Comme le révélait Le Journal lundi, le nouveau ministre des Affaires municipales Martin Coiteux a décidé de rayer tout un pan du projet de loi - élaboré par son prédécesseur Pierre Moreau – qui sera à l’étude dès mardi à l’Assemblée Nationale.

Le ministre a reconnu que le nouveau mécanisme indépendant proposé, impliquant les vérificateurs généraux des villes centres pour l’examen des factures d’agglo, ne satisfaisait à peu près personne dans le monde municipal. Sans faire une croix sur la proposition, il a promis de refaire ses devoirs et de débattre de cet enjeu ultérieurement.

«C’est une très bonne nouvelle !», s’est exclamé au bout du fil le maire de L’Ancienne-Lorette Émile Loranger, visiblement soulagé. À ses yeux, la proposition ne faisait «aucun sens» puisque le vérificateur général est sur la liste de paie de la Ville de Québec.

«L’important, ce n’est pas seulement de rendre justice mais il faut qu’il y ait apparence de justice», a-t-il insisté, mettant en doute une nouvelle fois l’indépendance du VG dans un tel contexte, comme il l’avait fait en décembre.

«Quand le ministre Moreau m’a parlé de ça il y a deux ans, je lui ai dit que c’était sûrement une bonne idée de nommer un médiateur à condition de choisir la bonne personne, ce qui exclut tous vos fonctionnaires du ministère qui couchent avec Québec et évidemment toutes les firmes de professionnels de la région de Québec qui ont toutes des contrats avec Québec. Sa solution, ça a été de nous proposer le Vérificateur général de la Ville de Québec... Allo ?»
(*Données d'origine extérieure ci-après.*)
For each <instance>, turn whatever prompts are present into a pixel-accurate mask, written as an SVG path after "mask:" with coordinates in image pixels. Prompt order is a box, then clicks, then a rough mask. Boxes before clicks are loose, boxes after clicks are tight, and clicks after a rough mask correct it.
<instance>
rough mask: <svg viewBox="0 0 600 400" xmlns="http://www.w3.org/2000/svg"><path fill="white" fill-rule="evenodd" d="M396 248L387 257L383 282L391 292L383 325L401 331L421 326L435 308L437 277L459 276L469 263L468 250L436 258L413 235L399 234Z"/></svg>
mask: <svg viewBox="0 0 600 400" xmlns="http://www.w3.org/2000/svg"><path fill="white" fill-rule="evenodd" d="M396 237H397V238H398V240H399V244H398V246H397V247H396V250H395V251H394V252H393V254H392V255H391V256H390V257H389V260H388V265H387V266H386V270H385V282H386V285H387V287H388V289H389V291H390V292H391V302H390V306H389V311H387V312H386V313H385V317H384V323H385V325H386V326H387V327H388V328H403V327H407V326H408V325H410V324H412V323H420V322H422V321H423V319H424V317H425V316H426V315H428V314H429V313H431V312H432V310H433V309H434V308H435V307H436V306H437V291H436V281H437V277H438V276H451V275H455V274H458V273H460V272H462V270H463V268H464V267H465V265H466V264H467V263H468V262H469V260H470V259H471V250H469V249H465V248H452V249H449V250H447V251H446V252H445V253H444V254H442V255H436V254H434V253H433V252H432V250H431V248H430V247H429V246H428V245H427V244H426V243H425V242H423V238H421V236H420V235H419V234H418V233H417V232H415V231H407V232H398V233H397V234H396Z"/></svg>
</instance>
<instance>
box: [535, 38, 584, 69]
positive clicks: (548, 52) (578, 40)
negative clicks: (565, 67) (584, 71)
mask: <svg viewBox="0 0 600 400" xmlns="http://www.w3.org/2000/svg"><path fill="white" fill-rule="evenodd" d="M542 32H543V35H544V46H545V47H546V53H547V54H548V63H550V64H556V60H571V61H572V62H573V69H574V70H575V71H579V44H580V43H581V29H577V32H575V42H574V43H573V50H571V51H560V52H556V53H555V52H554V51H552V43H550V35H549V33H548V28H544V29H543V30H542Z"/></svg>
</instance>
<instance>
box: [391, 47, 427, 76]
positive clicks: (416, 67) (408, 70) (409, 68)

Rappelons que les villes défusionnées de L’Ancienne-Lorette et de Saint-Augustin-de-Desmaures se sont adressées aux tribunaux dans l’espoir de récupérer des millions $ qu’elles estiment avoir versés en trop à la Ville de Québec depuis 2009. Les frais d’avocat pour L'Ancienne-Lorette, qui pilote le recours, pourraient grimper à 2,5 M$.

Union des municipalités

L’UMQ, qui témoignera en commission parlementaire mardi soir, se réjouit également de la tournure des évènements puisqu’elle avait l’intention d’exiger le retrait des dispositions touchant les agglomérations.

Selon son porte-parole Patrick Lemieux, elles soulevaient «plusieurs enjeux qui n’ont, pour le moment, fait l’objet d’aucune discussion». L’UMQ contestait notamment la composition des futurs comités de vérification permanents et l’application uniforme de la loi dans l’ensemble des municipalités.

Saint-Augustin-de-Desmaures

Même la conseillère de Saint-Augustin, France Hamel, qui se réjouissait en décembre de l’imminence d’un nouveau mécanisme impartial d’examen des factures d’agglomération, juge aujourd’hui que le fruit n’était pas mûr.

«Nouveau ministre, nouvelle façon de voir les choses. Ce n’est pas une mauvaise nouvelle du tout. Le mécanisme n’était pas parfait», a-t-elle réagi en entrevue. «On voulait un mécanisme indépendant puis finalement, le pivot principal, c’était encore la Ville de Québec. Ce n’était peut-être pas l’idéal pour les villes liées.»